In 1965 New York City went dark. Weather was never a factor. The electric company, a monopoly called Con Edison, just screwed up. The thing is, the word terrorism was not in fashion until November 2004, when a United Nations Secretary Generalreport described terrorism as any act “intended to cause death or serious bodily harm to civilians or non-combatants with the purpose of intimidating a population”.(Wikipedia).

The fear of attack was not in the air. Even the word sabotage, a much more romantic concept, was missing from the media. And with no electricity, there was no media, just the good old newspapers the next day. There were no cell phones so it was really quite common to be out of touch with you family. I was a boy and it was an adventure. We just enjoyed the ride.

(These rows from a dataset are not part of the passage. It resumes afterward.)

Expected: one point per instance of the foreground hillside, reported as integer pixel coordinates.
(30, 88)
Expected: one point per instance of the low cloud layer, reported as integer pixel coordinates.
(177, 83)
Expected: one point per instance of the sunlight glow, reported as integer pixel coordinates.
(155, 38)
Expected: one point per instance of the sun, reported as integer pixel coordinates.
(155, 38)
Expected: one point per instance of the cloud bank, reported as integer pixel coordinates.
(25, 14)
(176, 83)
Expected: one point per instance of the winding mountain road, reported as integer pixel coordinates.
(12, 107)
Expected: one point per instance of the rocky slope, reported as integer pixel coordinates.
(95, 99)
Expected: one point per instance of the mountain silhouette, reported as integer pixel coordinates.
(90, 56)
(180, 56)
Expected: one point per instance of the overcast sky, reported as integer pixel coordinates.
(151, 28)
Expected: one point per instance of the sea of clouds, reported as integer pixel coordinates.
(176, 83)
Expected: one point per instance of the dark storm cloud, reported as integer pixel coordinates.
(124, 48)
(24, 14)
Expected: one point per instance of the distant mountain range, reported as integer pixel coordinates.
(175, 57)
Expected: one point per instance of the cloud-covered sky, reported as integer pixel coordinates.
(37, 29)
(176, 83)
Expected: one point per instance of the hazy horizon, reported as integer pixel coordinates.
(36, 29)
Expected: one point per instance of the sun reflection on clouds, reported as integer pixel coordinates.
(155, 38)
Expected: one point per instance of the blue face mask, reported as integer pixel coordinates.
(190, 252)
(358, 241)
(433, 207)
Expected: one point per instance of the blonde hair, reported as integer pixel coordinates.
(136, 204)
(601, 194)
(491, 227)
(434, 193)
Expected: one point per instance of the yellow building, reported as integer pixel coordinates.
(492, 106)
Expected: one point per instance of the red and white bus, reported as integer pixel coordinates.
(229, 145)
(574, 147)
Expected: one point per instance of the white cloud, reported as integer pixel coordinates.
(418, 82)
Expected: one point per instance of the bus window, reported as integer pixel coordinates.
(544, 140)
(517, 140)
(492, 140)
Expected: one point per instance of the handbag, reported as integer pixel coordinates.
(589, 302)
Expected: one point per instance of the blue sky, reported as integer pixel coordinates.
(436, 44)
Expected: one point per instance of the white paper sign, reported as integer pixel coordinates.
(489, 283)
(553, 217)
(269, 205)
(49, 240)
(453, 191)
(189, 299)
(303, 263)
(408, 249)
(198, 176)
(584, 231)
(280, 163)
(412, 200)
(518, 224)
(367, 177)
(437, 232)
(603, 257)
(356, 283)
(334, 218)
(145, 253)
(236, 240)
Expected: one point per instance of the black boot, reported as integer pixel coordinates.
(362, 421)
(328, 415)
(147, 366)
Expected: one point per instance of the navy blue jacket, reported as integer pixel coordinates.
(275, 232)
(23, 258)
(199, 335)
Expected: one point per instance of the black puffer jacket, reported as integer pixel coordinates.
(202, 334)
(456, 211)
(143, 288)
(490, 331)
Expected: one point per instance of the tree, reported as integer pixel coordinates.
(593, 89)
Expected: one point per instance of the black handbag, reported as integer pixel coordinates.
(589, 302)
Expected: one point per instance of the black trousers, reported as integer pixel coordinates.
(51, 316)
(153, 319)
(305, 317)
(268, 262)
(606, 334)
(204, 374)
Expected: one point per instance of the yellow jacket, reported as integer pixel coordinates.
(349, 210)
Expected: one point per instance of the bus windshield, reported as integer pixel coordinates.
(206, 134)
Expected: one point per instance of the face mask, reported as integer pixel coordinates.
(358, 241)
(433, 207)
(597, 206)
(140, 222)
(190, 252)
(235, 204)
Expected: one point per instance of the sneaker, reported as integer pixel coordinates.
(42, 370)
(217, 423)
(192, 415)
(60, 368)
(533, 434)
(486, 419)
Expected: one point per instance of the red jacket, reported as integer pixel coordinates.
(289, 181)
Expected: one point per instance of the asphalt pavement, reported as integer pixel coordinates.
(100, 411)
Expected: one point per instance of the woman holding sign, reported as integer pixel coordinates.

New York was a less complicated place than the city hit by Sandy last week. Before Soho was Soho (south of Houston, by the way), and Tribeca was Tribeca  (triangle below Canal), Lower Manhattan was an exotic nether zone of Chinatown, Little Italy,  the meat-packing district  and many unknowable streets with names like Peck Slip that didn’t conform to the grid.Nobody lived down there. It was Wall Street and warehouses.  But the beat went on. It was a straggly magical night for a boy of 12. Mysterious yet familiar. The streets had cars but no lights. The glow of the city was muted and we navigated by boyish instinct, loving every minute. The impossible was happening and we were wondering around in it.

But as the expression goes, “come hell or high water” New York City never stopped. The bridges and tunnels never closed, the subway ran in the worst storms and the taxis were always out in force. Evacuation was unheard of.

Experiencing the passage of time via new technologies like television, air travel, cell phones is one thing, experiencing the evolution of Mother Nature is quite another. It’s the second time in two years that lower Manhattan was evacuated. I don’t know about” hell”, but I believe” high water” has come and times have indeed changed.